Autohersteller und -verbände hatten bereits mehrfach erklärt, die Einführung der nötigen Technik zur Einhaltung strikterer Grenzwerte bei den Stickoxid-Emissionen sei zeitlich zu anspruchsvoll und dürfte Modelle verteuern – im Verhältnis zum Gesamtpreis besonders kleinere Wagen. Dagegen fordern Umweltorganisationen ein möglichst baldiges Aus für Diesel und Benziner.

VW erwartet "negative Beschäftigungseffekte"

Im November hatte die Kommission ihre Vorschläge vorgelegt. Es gibt Befürchtungen, im Fall einer entsprechend sinkenden Nachfrage nach Verbrennern könnten viele Jobs verschwinden. VW betonte: "Wir teilen die Einschätzung, dass Euro 7 in der jetzt vorliegenden Form negative Beschäftigungseffekte für die europäische Automobilindustrie hätte."

Der Brüsseler Behörde zufolge ist der Straßenverkehr die größte Quelle für Luftverschmutzung in Städten. Mit der neuen Norm sollen sauberere Fahrzeuge und eine bessere Luftqualität zum Schutz der Gesundheit der Bürger und der Umwelt gewährleistet werden. Ziel von Euro 7 ist es, den Ausstoß von Stickoxiden (NOx) durch Autos bis 2035 um 35 Prozent zu drücken, bei Bussen und Lkw um über 50 Prozent. NOx-Verbindungen standen auch im Zentrum des Abgasskandals, in dessen Folge mehrere Städte teilweise Diesel-Fahrverbote erlassen hatten.

"Wenn die Automobilindustrie warnt, dass die Regulierung Fahrzeuge unnötig verteuert und die Beschleunigung der E-Mobilität behindert, ist das sehr ernst zu nehmen", sagte Wissing. "Die EU-Kommission kann nicht einerseits hohe Klimaschutzziele einfordern und andererseits deren Erreichung durch Regulierung verhindern." Der Verbrennungsmotor könne zudem mit synthetischen Kraftstoffen Klimaschutz und Mobilität vereinen: "Europa darf diese technologische Lösung nicht verhindern."

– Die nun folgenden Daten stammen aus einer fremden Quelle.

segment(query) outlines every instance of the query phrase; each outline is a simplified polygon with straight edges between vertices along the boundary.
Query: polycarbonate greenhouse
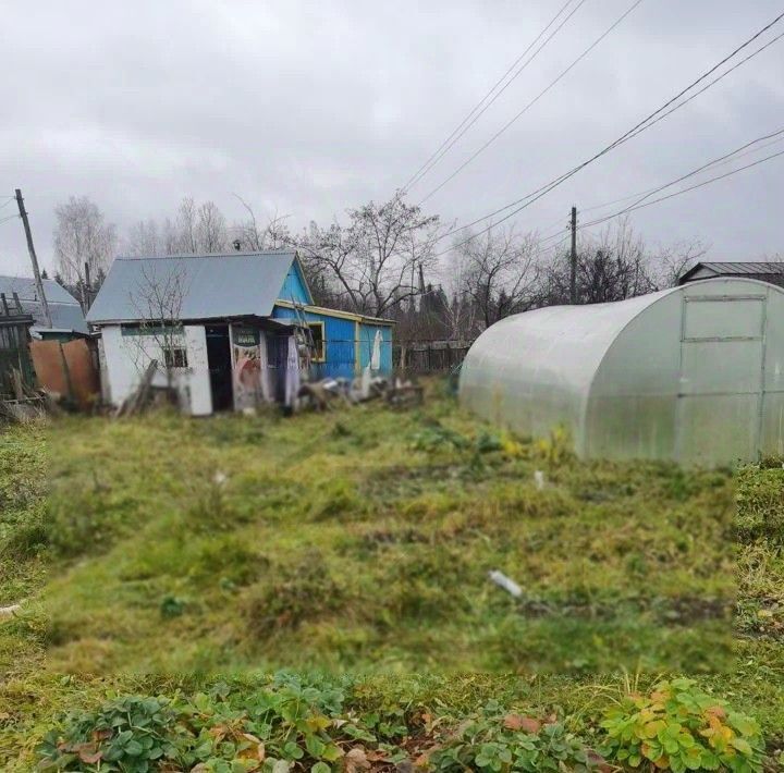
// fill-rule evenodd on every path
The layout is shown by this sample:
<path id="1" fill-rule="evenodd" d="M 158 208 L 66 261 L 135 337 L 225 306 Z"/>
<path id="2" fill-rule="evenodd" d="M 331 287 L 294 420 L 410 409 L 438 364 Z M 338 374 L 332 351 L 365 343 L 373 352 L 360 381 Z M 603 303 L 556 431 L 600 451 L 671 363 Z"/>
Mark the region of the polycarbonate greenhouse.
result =
<path id="1" fill-rule="evenodd" d="M 466 355 L 463 405 L 579 456 L 716 465 L 784 453 L 784 289 L 710 279 L 509 317 Z"/>

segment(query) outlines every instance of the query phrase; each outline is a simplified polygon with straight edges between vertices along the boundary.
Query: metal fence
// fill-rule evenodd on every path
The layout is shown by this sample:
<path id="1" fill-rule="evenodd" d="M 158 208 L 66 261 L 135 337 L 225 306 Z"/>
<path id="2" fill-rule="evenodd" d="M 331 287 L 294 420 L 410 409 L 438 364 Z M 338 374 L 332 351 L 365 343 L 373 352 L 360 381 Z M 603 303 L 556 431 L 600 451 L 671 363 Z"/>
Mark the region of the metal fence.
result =
<path id="1" fill-rule="evenodd" d="M 0 400 L 20 398 L 22 385 L 33 387 L 35 383 L 29 353 L 29 328 L 33 323 L 33 316 L 25 314 L 15 293 L 13 305 L 9 304 L 4 294 L 0 294 Z"/>
<path id="2" fill-rule="evenodd" d="M 470 341 L 414 341 L 394 344 L 392 367 L 415 373 L 448 372 L 463 361 L 470 345 Z"/>

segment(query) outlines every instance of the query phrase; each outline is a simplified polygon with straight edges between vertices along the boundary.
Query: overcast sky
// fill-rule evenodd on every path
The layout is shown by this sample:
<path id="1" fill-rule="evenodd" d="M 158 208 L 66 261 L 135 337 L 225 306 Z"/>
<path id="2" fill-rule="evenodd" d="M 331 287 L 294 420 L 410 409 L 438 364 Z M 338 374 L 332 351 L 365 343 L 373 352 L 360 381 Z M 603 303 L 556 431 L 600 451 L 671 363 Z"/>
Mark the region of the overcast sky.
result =
<path id="1" fill-rule="evenodd" d="M 563 2 L 4 0 L 0 197 L 23 189 L 49 269 L 53 209 L 70 195 L 89 196 L 121 234 L 173 213 L 183 196 L 215 200 L 230 221 L 243 214 L 233 194 L 259 213 L 290 214 L 293 228 L 328 221 L 403 186 Z M 630 4 L 586 0 L 411 199 Z M 538 188 L 780 12 L 773 0 L 642 0 L 425 206 L 468 222 Z M 519 228 L 551 233 L 572 204 L 663 184 L 784 126 L 783 72 L 784 39 L 520 213 Z M 739 163 L 781 149 L 784 142 Z M 755 258 L 784 250 L 783 193 L 784 157 L 646 209 L 634 223 L 650 243 L 699 238 L 714 259 Z M 14 206 L 0 198 L 0 220 Z M 29 273 L 17 218 L 0 223 L 0 272 Z"/>

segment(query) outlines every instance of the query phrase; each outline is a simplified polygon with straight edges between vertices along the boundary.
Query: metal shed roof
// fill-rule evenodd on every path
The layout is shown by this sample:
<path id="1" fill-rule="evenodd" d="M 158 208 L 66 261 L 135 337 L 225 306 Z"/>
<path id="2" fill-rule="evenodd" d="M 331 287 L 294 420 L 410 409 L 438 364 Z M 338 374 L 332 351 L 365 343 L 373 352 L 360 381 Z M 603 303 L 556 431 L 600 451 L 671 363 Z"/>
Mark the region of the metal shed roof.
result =
<path id="1" fill-rule="evenodd" d="M 181 296 L 183 320 L 268 317 L 295 258 L 294 250 L 117 258 L 87 320 L 149 319 L 157 306 L 150 295 L 169 291 Z"/>
<path id="2" fill-rule="evenodd" d="M 76 298 L 53 279 L 44 279 L 41 281 L 44 282 L 44 292 L 52 318 L 52 328 L 86 333 L 87 322 Z M 34 331 L 49 329 L 34 279 L 29 277 L 0 277 L 0 293 L 5 294 L 9 303 L 13 303 L 13 294 L 16 293 L 24 310 L 32 314 L 35 319 Z"/>
<path id="3" fill-rule="evenodd" d="M 784 275 L 784 262 L 775 260 L 734 261 L 710 260 L 691 267 L 678 280 L 679 284 L 709 277 L 773 277 Z"/>
<path id="4" fill-rule="evenodd" d="M 697 464 L 784 450 L 784 289 L 712 278 L 509 317 L 473 344 L 462 404 L 581 456 Z"/>

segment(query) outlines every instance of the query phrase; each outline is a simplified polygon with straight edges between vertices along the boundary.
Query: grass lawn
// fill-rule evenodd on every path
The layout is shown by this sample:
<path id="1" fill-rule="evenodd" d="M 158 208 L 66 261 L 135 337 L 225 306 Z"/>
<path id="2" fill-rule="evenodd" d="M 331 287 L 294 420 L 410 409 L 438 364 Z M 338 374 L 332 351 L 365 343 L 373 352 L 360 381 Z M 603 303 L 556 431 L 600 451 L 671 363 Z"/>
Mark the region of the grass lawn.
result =
<path id="1" fill-rule="evenodd" d="M 580 463 L 566 447 L 499 433 L 437 387 L 411 413 L 72 417 L 5 431 L 0 605 L 24 603 L 0 623 L 0 761 L 28 770 L 60 711 L 110 692 L 179 696 L 177 716 L 210 701 L 193 711 L 215 717 L 230 703 L 250 716 L 252 696 L 313 689 L 318 703 L 336 690 L 340 705 L 319 712 L 335 727 L 354 712 L 375 753 L 397 722 L 381 765 L 415 757 L 405 738 L 437 745 L 434 717 L 465 725 L 490 700 L 500 708 L 474 721 L 492 733 L 493 711 L 516 708 L 554 714 L 546 727 L 593 748 L 608 707 L 661 675 L 694 677 L 689 689 L 756 717 L 775 757 L 781 464 L 683 471 Z M 271 683 L 280 668 L 290 676 Z M 303 759 L 332 763 L 313 749 Z M 438 753 L 428 763 L 449 769 Z M 78 764 L 64 770 L 110 770 Z"/>

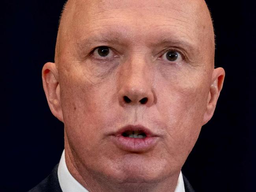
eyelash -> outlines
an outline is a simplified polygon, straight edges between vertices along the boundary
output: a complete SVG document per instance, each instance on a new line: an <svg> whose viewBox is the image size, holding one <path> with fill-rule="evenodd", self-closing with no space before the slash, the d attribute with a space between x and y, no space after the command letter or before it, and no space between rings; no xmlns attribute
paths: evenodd
<svg viewBox="0 0 256 192"><path fill-rule="evenodd" d="M113 49L111 48L111 47L109 47L108 46L99 46L98 47L97 47L95 48L92 51L91 51L90 53L90 56L92 56L93 54L95 52L95 51L98 48L100 48L100 47L106 47L109 48L109 50L110 50L111 52L112 52L114 54L115 54L115 52L116 52L115 51L113 50ZM157 55L160 55L160 56L159 57L162 57L163 55L164 55L165 54L167 54L168 52L169 51L173 51L174 52L176 52L178 53L179 55L180 55L180 56L181 57L181 59L182 60L186 60L186 57L184 56L184 54L183 54L182 52L180 51L179 50L177 50L177 49L174 49L174 48L169 48L168 49L165 49L163 51L161 51L160 53L158 53L157 54L156 54L155 56L156 56ZM100 56L100 57L101 57ZM102 58L103 58L102 57ZM106 60L107 58L108 58L108 57L105 57L105 59L100 59L99 60ZM169 62L171 62L171 61L169 61ZM174 61L175 62L175 61Z"/></svg>

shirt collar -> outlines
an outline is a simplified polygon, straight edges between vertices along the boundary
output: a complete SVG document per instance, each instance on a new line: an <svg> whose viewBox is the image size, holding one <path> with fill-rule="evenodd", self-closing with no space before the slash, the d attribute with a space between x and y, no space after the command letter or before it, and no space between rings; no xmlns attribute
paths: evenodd
<svg viewBox="0 0 256 192"><path fill-rule="evenodd" d="M59 185L63 192L89 192L69 172L66 164L65 150L62 153L58 167L58 177ZM183 177L181 172L174 192L185 192Z"/></svg>

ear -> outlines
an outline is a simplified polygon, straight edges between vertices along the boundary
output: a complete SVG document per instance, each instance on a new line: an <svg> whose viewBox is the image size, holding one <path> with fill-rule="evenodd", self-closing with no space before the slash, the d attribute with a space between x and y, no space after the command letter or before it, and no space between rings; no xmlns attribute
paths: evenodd
<svg viewBox="0 0 256 192"><path fill-rule="evenodd" d="M207 100L207 106L204 116L204 125L211 119L213 114L218 98L222 89L225 77L225 71L223 68L220 67L214 69L212 77Z"/></svg>
<svg viewBox="0 0 256 192"><path fill-rule="evenodd" d="M53 115L63 122L58 69L55 63L47 63L42 71L43 85L48 105Z"/></svg>

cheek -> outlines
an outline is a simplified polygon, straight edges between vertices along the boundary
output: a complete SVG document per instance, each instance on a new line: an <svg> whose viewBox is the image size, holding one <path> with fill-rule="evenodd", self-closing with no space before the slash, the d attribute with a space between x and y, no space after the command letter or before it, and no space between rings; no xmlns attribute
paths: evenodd
<svg viewBox="0 0 256 192"><path fill-rule="evenodd" d="M161 121L166 122L168 132L164 140L172 144L163 145L182 162L192 150L203 125L209 86L202 76L173 76L168 79L167 88L158 92L161 93L158 96ZM181 151L184 155L179 154Z"/></svg>

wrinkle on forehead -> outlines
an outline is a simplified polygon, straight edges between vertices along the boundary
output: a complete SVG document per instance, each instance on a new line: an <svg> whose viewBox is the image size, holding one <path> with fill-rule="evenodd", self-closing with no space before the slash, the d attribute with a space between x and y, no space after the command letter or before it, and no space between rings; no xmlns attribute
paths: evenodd
<svg viewBox="0 0 256 192"><path fill-rule="evenodd" d="M137 19L137 17L140 17L139 14L141 15L142 17L143 14L145 13L148 17L151 18L157 16L158 18L161 19L161 17L163 17L163 21L165 19L167 20L167 22L170 20L176 20L181 23L176 27L184 28L183 30L180 30L180 33L185 33L185 35L186 34L188 37L190 36L192 31L196 29L198 31L193 32L200 37L197 40L198 44L209 47L208 54L213 55L212 60L214 61L215 41L213 29L210 12L204 1L182 0L177 2L174 0L135 0L134 2L134 3L131 4L130 0L121 1L121 2L118 0L111 1L109 0L69 0L63 10L60 23L56 43L56 62L58 62L58 59L63 52L62 51L65 41L70 41L69 37L73 38L78 35L74 32L77 32L77 30L76 31L74 27L72 28L72 26L75 26L74 25L76 22L81 23L90 22L95 25L97 22L98 22L100 20L103 21L105 19L107 22L108 20L114 18L108 17L108 13L109 11L117 11L117 13L120 13L120 11L122 9L125 10L124 12L128 12L128 13L130 11L132 18L132 10L137 11L137 9L138 11L136 11L136 13L139 16L137 15L137 17L134 18L135 22L136 19ZM145 4L145 2L147 3ZM158 8L161 11L152 13L152 10L155 8ZM141 10L143 11L140 11ZM102 17L99 16L102 16ZM118 16L117 15L116 17ZM130 18L129 17L129 19ZM166 25L168 26L168 24ZM161 30L161 28L157 26L155 27L156 30ZM73 33L72 36L70 35L71 33ZM182 35L181 34L181 35ZM195 39L195 38L192 37L191 39Z"/></svg>

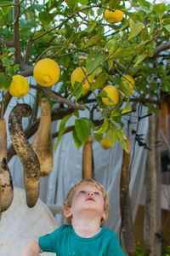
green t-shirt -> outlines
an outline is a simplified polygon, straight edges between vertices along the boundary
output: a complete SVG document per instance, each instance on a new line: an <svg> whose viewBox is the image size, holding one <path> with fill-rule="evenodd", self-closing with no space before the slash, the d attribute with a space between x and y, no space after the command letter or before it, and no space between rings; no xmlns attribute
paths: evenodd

Über die Zukunft der sogenannten E-Fuels hatten Grüne und FDP in ihren Koalitionsverhandlungen heftig gestritten. Kritiker glauben, dass solche Spritsorten einen entschlossenen Ausstieg aus der Verbrennertechnik verzögern. Befürworter verweisen hingegen auf das Potenzial, mit ihnen den vorhandenen Bestand an Verbrennerfahrzeugen weniger klimaschädlich noch eine Zeit weiterbetreiben zu können. Die Produktion von E-Fuels soll verglichen mit normalem Benzin, Diesel oder Autogas den Rohstoffkreislauf deutlich weniger belasten und dabei kein neues, vorher langfristig gebundenes CO2 freisetzen.

Brief an den Kanzler

Die Autoländer Bayern, Baden-Württemberg und Niedersachsen hatten die Bundesregierung aufgefordert, die aktuellen Pläne zu Euro 7 nicht zu akzeptieren. Sie fürchten im Fall der Umsetzung erhebliche Nachteile für die Industrie, heißt es in einem Brief der Ministerpräsidenten an Kanzler Olaf Scholz (SPD), der der dpa vorlag. Die Richtlinie soll ab Juli 2025 für neu zugelassene Fahrzeuge gelten. Europaparlament und EU-Staaten müssen den Vorschlägen zustimmen, es laufen Verhandlungen. Am Konzept der Kommission kann sich theoretisch noch einiges ändern.

Die Deutsche Umwelthilfe kritisierte das Schreiben der Autoländer und wies die Behauptung, die Technikentwicklung sei zu teuer und lohne sich mit Blick auf den geplanten Verbrennerausstieg 2035 nicht, als "faktisch falsch und fadenscheinig argumentiert" zurück. Die drei Regierungschefs machten "Lobbyarbeit für BMW, Mercedes und VW auf Kosten der Bürgerinnen und Bürger, die unter den gesundheitsschädlichen Abgasen leiden", sagte DUH-Chef Jürgen Resch.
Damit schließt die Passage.